From the earliest form of trading where the barter system was used to exchange goods, the invention of currencies, and the industrial revolution that led to increased international trade, we have evolved into the adoption of nuanced trading systems with the advent of electronic technology and the internet. Two of the most spread trading markets today are forex trading and crypto trading.
It is normal to have confusion while choosing the best market that suits you from crypto and forex. This article will guide you through the decision-making process by delving into a brief examination of both. We will go through key differences, profitability, safety, and important additional insights. Let’s get started.
Forex Trading & Crypto Trading: What Are They?
Foreign exchange trading, shortened as forex trading, is the buying and selling process of nation-based currencies in pairs. With examples such as EUR/USD and CAD/JPY, it is the largest financial market with around 18 major currencies and 128 currency pairs. Beginning in the 17th century, the Amsterdam-based currency exchange market was the primary form of modern forex. It then became a well-organized system after World War II when the currencies started pegging to the US dollar, backed by gold reserves. In 1971, forex became a free-floating currency system when the U.S. dollar’s convertibility to gold was suspended.
Cryptocurrency trading started with the invention of Bitcoin in 2009 by Satoshi Nakamoto (a pseudonym).
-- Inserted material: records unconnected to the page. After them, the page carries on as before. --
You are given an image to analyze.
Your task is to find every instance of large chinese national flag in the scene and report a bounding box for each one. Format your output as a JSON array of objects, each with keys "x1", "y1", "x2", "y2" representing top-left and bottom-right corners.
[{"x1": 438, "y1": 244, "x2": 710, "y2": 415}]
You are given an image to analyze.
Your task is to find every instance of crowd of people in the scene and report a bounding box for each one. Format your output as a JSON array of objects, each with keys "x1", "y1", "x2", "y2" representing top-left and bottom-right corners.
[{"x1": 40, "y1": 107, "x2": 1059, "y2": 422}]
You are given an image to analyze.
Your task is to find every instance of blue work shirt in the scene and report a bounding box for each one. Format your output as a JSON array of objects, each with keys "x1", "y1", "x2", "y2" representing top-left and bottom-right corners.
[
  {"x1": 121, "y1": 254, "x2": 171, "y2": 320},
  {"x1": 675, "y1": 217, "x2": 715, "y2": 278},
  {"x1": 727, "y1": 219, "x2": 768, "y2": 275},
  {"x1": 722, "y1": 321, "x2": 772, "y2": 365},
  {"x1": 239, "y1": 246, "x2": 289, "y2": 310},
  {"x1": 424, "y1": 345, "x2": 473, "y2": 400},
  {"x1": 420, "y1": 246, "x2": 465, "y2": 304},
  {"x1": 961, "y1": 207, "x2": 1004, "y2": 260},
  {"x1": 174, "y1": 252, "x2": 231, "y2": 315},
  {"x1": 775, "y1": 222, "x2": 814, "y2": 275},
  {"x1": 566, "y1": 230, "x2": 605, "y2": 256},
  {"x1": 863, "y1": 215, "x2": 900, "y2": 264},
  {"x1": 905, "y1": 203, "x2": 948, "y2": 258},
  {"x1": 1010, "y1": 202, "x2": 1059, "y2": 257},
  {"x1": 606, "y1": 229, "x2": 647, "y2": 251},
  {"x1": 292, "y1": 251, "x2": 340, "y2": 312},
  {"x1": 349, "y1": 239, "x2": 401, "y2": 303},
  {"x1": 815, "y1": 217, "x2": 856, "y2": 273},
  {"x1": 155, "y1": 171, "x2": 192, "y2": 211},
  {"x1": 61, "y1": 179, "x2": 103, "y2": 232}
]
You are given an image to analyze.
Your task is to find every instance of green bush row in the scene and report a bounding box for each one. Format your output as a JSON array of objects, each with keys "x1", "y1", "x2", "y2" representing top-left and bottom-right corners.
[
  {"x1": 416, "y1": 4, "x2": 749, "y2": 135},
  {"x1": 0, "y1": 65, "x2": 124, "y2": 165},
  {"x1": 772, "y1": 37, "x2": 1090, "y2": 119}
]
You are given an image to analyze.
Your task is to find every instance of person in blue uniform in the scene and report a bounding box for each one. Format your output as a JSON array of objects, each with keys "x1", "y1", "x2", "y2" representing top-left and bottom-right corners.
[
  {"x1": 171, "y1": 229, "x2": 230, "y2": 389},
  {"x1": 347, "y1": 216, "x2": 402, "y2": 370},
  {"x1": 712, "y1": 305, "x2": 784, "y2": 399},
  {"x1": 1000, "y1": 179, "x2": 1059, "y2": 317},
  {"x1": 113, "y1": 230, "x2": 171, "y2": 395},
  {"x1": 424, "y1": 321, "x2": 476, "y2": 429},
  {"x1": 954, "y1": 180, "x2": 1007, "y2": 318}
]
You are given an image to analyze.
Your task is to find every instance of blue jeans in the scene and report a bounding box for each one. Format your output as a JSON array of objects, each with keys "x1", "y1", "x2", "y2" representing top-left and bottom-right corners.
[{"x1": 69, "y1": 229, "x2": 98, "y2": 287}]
Initially, crypto trading involved the buying and selling of Bitcoin, but the emergence of new cryptocurrencies and other blockchain-based digital assets has made it a multi-billion dollar industry within two decades. Major currencies other than Bitcoin ($BTC) include Ethereum (ETH), XRP, BNB, and Solana (SOL). These currencies can be traded with any other pairs but the dominance of the dollar has made USD-based cryptocurrencies (stablecoins) the default pairs.
Key Differences Between Crypto & Forex Trading
While there are numerous similarities between crypto and forex trading, some distinct differences exist. We can see these differences in the market users, market size, trade structure, accessibility, and volatility. Let’s break it down.
- Market Users: Central banks and governments are major participants in forex trading, not to make profits, but to regulate and stabilize the exchange rate to balance the economy. Other players include hedge funds, institutional investors, retail traders, and international businesses. The retail participants depend on a broker platform to trade. When it comes to crypto, individual and institutional traders, centralized and decentralized exchanges, and miners or stakers, are the main users. Blockchain developers and online communities also play important roles.
- Market Size: Forex is the largest global market, generating a daily trading volume of 7.5 trillion dollars. It is larger than stocks, bonds, commodities, and crypto combined. The crypto market size is around 2.7 trillion dollars (19/03/2025). Despite the small-cap compared to forex, crypto has witnessed exponential growth in recent years. It is expected to reach 6 trillion by 2029.
- Trade Structure: While both markets depend upon supply and demand, forex is highly regulated, making its structure centralized. Crypto is largely transparent and decentralized, with every transaction stored on a digital ledger and verified by the community. Forex’s formalized and regulated market reduces fraud risks while crypto’s decentralization increases transparency.
- Accessibility: Anyone with a wallet address and some funds in it can trade crypto. However, some of the centralized crypto exchanges demand the user to verify their identity (KYC). The trading is available 24/7. In forex, participants require a broker regulated by the authorities and strict identity verification. The trading is limited to weekdays. Unlike over 11,000 currencies to choose from in crypto, forex is limited to 80 pairs.
- Volatility: Although both markets are volatile, crypto regularly witnesses high fluctuations and it is generally low in forex. If we delve into history, we can see 10% to 100% crypto corrections in a day, mainly due to the lack of a central authority to create balance. The interventions of central banks and governments have made forex more stable.
Forex vs Crypto: Which One Is Safer?
Forex trading is generally considered to be safe due to strict regulation, high liquidity, and lower volatility. However, it still has risks, including international economic tensions and unexpected external interventions like the climate crisis. These issues can result in losses, especially to the high leverage positions.
Forex vs Crypto: Which One Is Profitable?
The profitability of both crypto and forex depends upon the tactics used by the trader and a significant amount of luck. If you are a beginner trader, it is easy to enter crypto due to low barriers to register, but forex is preferable for newcomers mainly because of its well-established regulatory framework. Although crypto can deliver incredible returns, it always comes with extreme risks.
Concluding Thoughts: Which One To Choose?
Forex and crypto markets are great opportunities to make significant returns if we study the market carefully and act accordingly. However, choosing between the two is a highly personal decision, which should be based on your goals, needs, understanding of the markets, and patience.
If you like taking risks with the funds you can afford to lose, crypto will fit you. Before investing in any projects, try to learn by accessing the whitepapers and engaging with the communities. Whether you choose crypto or forex, make sure you do your own research to avoid losses.